Keir Dullea's Bowman has dropped his glass of water and it breaks on the floor of the "space hotel" he now resides in. He pauses and regards the down right edge of the screen.

Again we see two scenes mirrored. It's the same point of reference associated with an acknowledgement moments before a major change in the characters state of being. When Bowman looks up from the glass he sees himself laying in bed on the verge of death. This is just moments before he transforms into the Star Child. Moon-Watcher is about to embrace life and transform into a dominant species. Heywood Floyd makes a similar gesture as well.

Heywood touches the monolith's surface or what appears to be the right edge of our screen. The way this scene is shot gives a visual impression that Floyd has discovered the edge of the physical screen. Moments later a deafening signal is sent to the other end of the solar system from the monolith and HAL and crew are sent on a mission to find out why. There is a character arc from ignorance into enlightenment that is involved with subliminally finding the edge of the movie screen. These characters are on the verge of realizing their own narrative and change as a result.

All Work and No Play Makes Stanley a Dull Boy

There is little territory here that Room 237 hasn't already covered. Except that The Shining's narrator dies looking up into his forehead. When Nicholson's Jack Torrance speaks to the previous caretaker Grady in the ballroom bathroom we again have our narrator experiencing a crucial turning point in the film.

Red room (redrum), white squares of light and a double narrative revealed in the "head". There's the story that Grady admits to and the story that Jack knows. But Grady flips the narrative on Jack. Jack has always been the caretaker of the Overlook Hotel or rather the narrative of the film. After all he is a writer. Jack's other worldly experience is simply the transference of a guilty conscience. That's why Grady brings up the boy. He is willful and sees things that no one else can. He's aware of a separate narrative and vies for Jack's position as narrator. A child's ability to see things as they are threatens Jack's struggle to frame events as he wants them to be seen.

I'm thinking "re-write" at this point.

Let It Go

Kubrick's struggle to free the narrative from the narrator speaks to his intense desire to neither be controlled creatively nor to possess total control over the narrative for himself.

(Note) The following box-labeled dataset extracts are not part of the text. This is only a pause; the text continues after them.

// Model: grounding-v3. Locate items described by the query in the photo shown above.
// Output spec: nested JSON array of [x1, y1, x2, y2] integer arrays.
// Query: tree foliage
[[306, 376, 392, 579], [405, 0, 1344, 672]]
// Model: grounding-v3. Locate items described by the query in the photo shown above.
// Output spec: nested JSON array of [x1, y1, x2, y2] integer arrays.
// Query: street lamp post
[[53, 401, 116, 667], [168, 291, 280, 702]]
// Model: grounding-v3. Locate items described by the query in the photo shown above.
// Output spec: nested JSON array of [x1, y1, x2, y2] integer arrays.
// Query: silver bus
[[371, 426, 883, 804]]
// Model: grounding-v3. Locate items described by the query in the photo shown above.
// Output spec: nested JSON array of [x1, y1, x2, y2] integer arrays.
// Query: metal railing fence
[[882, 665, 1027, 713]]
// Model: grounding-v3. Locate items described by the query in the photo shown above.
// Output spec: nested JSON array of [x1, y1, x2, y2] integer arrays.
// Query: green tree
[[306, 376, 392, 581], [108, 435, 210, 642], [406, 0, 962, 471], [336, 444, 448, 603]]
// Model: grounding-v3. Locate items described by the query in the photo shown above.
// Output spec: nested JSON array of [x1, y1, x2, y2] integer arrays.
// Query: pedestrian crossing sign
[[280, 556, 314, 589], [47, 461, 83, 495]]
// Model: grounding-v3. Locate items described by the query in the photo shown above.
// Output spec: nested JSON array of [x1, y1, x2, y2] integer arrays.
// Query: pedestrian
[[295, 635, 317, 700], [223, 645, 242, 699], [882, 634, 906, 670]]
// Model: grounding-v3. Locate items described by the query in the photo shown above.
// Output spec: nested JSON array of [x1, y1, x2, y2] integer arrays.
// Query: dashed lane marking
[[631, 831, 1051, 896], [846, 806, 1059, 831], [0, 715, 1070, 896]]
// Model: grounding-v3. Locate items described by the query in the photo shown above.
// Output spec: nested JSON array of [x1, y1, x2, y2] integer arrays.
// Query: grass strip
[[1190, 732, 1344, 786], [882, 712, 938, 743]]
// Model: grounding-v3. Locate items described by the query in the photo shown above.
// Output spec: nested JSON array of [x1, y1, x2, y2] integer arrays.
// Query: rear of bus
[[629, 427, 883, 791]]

Kubrick's infamously perfectionistic attention to detail on the set of his films is well documented and there was not a detail that went unnoticed by the auteur. Yet he constantly collaborated with his actors and would often develop a fatherly relationship with his cast and crew. He wanted their input and their best "selves" coming through in their characters. He encouraged Jack Nicholson to be as over the top as he could be, gave Peter Sellers free reign in his roles in Lolita and Dr. Strangelove, and granted Malcolm Mcdowell virtual carte blanche for the character of Alex in A Clockwork Orange. In fact, in 2014 Mcdowell told an interviewer that when he asked Kubrick in the early stages of pre production who Alex should be Kubrick responded, “Well, gee, Malc, that’s why I hired you.” Mcdowell realized this to be a gift from Kubrick. He was free to bring as much of himself to the character as he saw fit.

Kubrick exercised an informal freedom toward his actors, his co narrators, that belied his faith in the telling of a story to be a shared experience between himself, his cast and crew and with the audience. He displays this high faith and respect toward all these elements in his work when 2001 enters the "4th act".

Bowman travels through the star gate via the monolith and begins what can only be described as one of the most bizarre transformations in cinema history. It is a transformation of how POV is used to show change in the character. Bowman goes from viewing himself in a mirror to viewing himself eating at a table in a third person POV. The tabled Bowman turns to look back at the camera but does not see the first Bowman whose POV we are currently experiencing. This progresses into further disassociated POV's as Kubrick breaks down the role of narrator to the point of non existence. The final step to becoming the "Star Child" involves letting go of traditional points of view and ultimately the "self". This is the 4th act's breaking down of the final fourth wall.

At the moment of Bowman's death he lies bedridden and toothless. He can no longer eat and thus has no reason to fight. The ultimate breaking of the fourth wall is Bowman pointing at the monolith as the camera POV becomes enveloped in it's blackness. We see the Star Child. He looks back at the audience and at the Earth. There is a rebirth of POV and it includes being aware of all aspects of the narrative. This is Kubrick's fourth wall address to the audience. We have now been made aware of the double narrative. These are films about = (space, time, evolution, murder, violence, hunger and fear) as well as narrative. Kubrick has achieved freedom in art and freedom from the weight of his own control over the narrative. This is his vision. This is hope. That the artificial line between director and audience can be abolished even for just a short moment and we can know everything going on inside his head.